Monday, July 27, 2009

Fresh Strawberry Ice Cream

Fresh Strawberry Ice Cream
Eat a bowl of creamy strawberry ice cream or make ice cream cookie sandwiches with chocolate cookies. There's nothing better on a hot summer day.

1 pint fresh, ripe strawberries
3 tablespoons lemon juice
1 cup granulated sugar, divided
1 cup milk
2 cups heavy cream
1 teaspoon Watkins Vanilla Extract
1 teaspoon Watkins Strawberry Extract

In a small bowl, combine 1 pint ripe strawberries that have been stemmed and sliced with 3 tablespoons lemon juice and 1/2 cup sugar. Stir gently and allow the strawberries to macerate in the juice for at least 2 hours. Strain the berries, reserving the juice. Mash or puree half of the berries. Set aside.

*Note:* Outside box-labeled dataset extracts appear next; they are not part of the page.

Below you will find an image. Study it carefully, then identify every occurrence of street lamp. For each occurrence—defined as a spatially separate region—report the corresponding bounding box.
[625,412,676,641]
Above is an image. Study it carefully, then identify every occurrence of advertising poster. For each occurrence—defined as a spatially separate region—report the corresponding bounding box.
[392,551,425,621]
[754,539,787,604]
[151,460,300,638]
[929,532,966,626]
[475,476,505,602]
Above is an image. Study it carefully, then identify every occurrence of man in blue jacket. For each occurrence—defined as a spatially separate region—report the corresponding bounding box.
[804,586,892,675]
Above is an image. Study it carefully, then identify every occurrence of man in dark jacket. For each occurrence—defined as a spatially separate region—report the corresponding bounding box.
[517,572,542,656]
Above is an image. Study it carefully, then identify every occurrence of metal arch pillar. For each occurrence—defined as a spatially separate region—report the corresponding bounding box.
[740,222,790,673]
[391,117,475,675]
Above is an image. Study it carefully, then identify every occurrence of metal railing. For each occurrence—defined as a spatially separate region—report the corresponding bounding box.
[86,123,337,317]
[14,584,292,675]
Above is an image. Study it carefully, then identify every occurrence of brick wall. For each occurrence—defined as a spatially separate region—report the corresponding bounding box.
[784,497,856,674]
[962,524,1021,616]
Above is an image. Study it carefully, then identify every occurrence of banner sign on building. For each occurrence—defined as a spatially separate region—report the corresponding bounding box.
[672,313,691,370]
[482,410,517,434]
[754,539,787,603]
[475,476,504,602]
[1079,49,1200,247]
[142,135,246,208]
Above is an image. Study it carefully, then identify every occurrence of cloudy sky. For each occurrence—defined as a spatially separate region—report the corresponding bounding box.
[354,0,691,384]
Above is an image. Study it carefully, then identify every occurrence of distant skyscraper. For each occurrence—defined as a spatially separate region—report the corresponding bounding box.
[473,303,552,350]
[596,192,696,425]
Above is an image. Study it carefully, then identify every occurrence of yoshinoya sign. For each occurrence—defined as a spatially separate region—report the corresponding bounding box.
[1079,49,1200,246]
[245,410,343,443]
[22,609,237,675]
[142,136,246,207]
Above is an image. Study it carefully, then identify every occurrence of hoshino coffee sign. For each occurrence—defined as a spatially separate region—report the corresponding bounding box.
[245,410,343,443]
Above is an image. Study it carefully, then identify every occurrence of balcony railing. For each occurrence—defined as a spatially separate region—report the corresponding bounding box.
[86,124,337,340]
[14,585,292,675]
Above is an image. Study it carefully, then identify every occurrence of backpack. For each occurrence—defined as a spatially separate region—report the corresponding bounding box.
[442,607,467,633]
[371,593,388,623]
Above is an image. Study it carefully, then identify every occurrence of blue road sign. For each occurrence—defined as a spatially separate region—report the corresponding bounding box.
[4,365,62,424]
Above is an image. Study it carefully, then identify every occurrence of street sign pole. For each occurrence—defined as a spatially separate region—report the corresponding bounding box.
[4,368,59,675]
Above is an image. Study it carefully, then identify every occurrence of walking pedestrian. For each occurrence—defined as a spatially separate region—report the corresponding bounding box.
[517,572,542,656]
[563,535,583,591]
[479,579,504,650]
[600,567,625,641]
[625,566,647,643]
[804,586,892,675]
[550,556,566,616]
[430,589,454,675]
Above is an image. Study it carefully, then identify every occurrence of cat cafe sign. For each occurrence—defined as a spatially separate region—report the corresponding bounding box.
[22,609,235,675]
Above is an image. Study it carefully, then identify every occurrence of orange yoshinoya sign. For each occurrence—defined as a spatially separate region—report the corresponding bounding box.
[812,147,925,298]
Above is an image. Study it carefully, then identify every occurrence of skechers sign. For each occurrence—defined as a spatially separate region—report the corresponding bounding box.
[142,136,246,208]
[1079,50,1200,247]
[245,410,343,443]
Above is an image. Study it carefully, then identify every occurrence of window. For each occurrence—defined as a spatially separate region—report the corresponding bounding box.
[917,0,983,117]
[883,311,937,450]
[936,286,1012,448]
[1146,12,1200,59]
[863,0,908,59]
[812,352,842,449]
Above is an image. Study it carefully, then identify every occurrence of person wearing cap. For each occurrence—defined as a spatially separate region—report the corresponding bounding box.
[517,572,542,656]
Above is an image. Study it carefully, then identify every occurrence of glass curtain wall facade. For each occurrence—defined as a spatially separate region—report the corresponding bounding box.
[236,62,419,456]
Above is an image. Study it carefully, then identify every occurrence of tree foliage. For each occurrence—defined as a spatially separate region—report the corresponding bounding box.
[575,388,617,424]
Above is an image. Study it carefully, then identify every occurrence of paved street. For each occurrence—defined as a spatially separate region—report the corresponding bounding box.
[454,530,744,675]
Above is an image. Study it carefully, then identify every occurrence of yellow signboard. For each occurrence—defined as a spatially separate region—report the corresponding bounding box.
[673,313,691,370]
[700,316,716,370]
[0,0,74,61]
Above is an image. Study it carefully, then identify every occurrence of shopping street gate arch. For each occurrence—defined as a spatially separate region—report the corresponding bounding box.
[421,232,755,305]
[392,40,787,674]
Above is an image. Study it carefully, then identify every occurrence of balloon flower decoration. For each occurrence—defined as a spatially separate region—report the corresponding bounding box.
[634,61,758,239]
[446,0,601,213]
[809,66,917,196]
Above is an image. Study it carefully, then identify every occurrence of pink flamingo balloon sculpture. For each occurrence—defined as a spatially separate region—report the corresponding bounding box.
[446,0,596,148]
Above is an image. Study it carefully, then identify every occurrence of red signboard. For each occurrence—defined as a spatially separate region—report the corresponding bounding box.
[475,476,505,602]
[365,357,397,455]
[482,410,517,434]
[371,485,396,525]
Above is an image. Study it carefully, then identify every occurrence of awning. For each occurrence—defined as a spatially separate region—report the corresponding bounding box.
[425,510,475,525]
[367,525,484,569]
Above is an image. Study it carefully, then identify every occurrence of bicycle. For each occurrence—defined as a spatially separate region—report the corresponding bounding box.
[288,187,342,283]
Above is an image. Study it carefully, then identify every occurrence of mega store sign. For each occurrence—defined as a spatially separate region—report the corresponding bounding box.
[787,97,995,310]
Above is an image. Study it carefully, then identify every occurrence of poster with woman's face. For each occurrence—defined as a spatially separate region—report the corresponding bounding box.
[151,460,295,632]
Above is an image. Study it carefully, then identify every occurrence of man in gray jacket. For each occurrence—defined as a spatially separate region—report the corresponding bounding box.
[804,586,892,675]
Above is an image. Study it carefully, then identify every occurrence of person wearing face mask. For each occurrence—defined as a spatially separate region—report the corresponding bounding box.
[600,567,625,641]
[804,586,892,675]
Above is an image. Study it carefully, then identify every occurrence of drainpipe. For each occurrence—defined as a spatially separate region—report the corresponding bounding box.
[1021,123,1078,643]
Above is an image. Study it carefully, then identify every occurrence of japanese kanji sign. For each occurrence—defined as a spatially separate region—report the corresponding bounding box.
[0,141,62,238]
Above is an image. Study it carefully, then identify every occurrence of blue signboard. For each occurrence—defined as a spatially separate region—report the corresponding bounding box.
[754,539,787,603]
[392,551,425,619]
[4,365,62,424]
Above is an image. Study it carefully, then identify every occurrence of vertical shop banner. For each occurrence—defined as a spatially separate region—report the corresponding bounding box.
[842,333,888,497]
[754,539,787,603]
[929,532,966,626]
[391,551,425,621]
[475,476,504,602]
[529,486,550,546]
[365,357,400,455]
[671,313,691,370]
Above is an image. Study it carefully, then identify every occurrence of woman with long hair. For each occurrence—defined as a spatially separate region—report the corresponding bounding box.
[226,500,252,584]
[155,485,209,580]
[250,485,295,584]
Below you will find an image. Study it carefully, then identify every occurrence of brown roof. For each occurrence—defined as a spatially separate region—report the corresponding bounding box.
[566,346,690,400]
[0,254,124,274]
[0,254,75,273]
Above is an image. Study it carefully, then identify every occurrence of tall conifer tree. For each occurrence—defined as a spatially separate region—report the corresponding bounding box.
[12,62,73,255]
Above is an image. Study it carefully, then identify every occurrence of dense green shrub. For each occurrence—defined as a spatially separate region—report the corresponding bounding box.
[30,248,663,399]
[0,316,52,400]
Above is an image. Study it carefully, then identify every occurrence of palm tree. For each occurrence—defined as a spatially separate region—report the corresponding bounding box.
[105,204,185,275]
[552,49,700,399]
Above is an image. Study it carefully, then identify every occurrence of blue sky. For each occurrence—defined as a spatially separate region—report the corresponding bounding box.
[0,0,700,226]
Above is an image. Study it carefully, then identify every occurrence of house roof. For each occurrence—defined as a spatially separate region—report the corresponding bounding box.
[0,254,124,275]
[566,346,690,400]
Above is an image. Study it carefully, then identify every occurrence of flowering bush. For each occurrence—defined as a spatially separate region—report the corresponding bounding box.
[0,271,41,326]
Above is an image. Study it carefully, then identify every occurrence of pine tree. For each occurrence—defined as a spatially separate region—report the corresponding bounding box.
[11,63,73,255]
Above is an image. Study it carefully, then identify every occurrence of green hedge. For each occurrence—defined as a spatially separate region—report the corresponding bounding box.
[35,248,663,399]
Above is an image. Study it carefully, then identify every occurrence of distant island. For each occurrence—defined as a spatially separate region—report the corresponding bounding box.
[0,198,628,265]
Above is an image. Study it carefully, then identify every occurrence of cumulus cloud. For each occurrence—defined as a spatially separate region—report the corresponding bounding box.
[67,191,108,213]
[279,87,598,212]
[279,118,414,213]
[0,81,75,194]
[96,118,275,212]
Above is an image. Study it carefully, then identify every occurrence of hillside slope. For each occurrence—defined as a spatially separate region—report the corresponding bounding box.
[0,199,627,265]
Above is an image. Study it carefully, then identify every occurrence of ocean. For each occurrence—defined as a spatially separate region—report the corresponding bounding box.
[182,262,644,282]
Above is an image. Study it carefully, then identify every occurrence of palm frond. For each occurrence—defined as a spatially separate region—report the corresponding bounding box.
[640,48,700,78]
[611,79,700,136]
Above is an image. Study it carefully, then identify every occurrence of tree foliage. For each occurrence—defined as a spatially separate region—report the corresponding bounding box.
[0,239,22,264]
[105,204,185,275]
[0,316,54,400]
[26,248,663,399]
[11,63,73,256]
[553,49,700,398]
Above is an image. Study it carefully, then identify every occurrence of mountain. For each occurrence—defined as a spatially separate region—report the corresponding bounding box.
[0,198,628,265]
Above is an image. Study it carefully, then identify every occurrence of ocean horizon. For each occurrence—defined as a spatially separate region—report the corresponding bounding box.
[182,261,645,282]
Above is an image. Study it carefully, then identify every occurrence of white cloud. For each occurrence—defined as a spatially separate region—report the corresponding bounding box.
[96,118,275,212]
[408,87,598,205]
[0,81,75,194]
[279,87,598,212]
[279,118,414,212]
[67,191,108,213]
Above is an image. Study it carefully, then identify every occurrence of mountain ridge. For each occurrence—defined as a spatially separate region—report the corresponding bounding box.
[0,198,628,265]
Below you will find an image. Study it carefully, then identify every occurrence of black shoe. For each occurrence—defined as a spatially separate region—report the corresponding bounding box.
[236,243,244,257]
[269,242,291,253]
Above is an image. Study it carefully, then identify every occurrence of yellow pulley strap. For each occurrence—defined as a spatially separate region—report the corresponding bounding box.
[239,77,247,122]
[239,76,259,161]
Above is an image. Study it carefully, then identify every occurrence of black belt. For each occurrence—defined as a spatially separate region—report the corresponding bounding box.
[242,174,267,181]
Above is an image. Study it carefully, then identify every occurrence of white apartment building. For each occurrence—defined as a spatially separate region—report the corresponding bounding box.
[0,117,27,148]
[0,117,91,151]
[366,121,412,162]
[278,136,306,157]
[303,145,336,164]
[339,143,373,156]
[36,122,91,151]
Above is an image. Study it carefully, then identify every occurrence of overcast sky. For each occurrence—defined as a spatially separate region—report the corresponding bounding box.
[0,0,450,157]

In a medium mixing bowl, use a hand mixer on low to combine 1 cup milk and 1/2 cup sugar until the sugar is dissolved. (It seems tempting to do this step by hand, but it really does make a difference in the texture of the ice cream, so I suggest not skipping this one.) Stir in 2 cups heavy cream, the reserved juice, the mashed strawberries, and 1 teaspoon vanilla extract and 1 teaspoon strawberry extract.

Turn on the ice cream maker and pour the mixture into the freezer bowl. Let mix until thickened, about 20 - 25 minutes (or according to directions for your ice cream maker). Five minutes before mixing is complete, stir in the remaining sliced strawberries and let mix completely. This will be soft and creamy; you may place in an airtight container and freeze for an additional hour before serving. Makes 4 to 6 servings.